More than 20 years after the end of apartheid, about 35 percent of the labour force is unemployed or has given up looking for work, and South Africa remains beset by inequality.
The 0.3 growth in 2016 was a slowdown on 1.3 percent recorded in 2015.
"The main contributors to increased economic activity in 2016 were finance, real estate and business services," Stats SA said its report.
It added that the contribution to overall GDP made by mining, quarrying, agriculture, forestry and fishing all decreased in 2016.
The fourth-quarter figures released on Tuesday showed that GDP contracted an annualised 0.3 percent in the quarter, with mining production dropping 11.5 percent.

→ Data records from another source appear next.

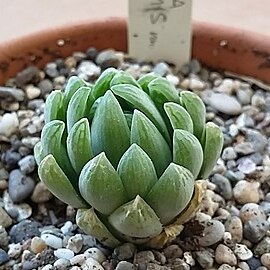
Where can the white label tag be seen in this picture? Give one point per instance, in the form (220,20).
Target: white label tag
(160,30)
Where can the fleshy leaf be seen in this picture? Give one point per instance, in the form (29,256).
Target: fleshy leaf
(196,109)
(179,117)
(136,219)
(78,106)
(141,101)
(103,82)
(38,153)
(187,151)
(53,106)
(172,192)
(79,145)
(57,182)
(147,136)
(213,143)
(89,222)
(136,171)
(123,77)
(53,142)
(101,186)
(145,80)
(109,131)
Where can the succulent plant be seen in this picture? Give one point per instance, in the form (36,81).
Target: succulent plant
(127,154)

Finance Minister Pravin Gordhan is widely seen as being at loggerheads with President Jacob Zuma.
The ruling African National Congress (ANC) has been engulfed by friction between Zuma's plans for funding "radical economic transformation" and Gordhan's stand against graft and uncontrolled expenditure.
In last month's budget, Gordhan introduced a new higher rate of tax and said that the mining and manufacturing sectors lost 80,000 jobs in 2016.
"Economic growth is slow, unemployment is far too high and many businesses and families are under stress," he said.
He added that the GDP growth forecast for 2017 was 1.3 percent, while inflation stands above six percent.
In December, South Africa -- Africa's most industrialised country -- escaped a ratings downgrade by Standard & Poor's, which kept the country's foreign currency debt one notch above junk status but with a negative outlook.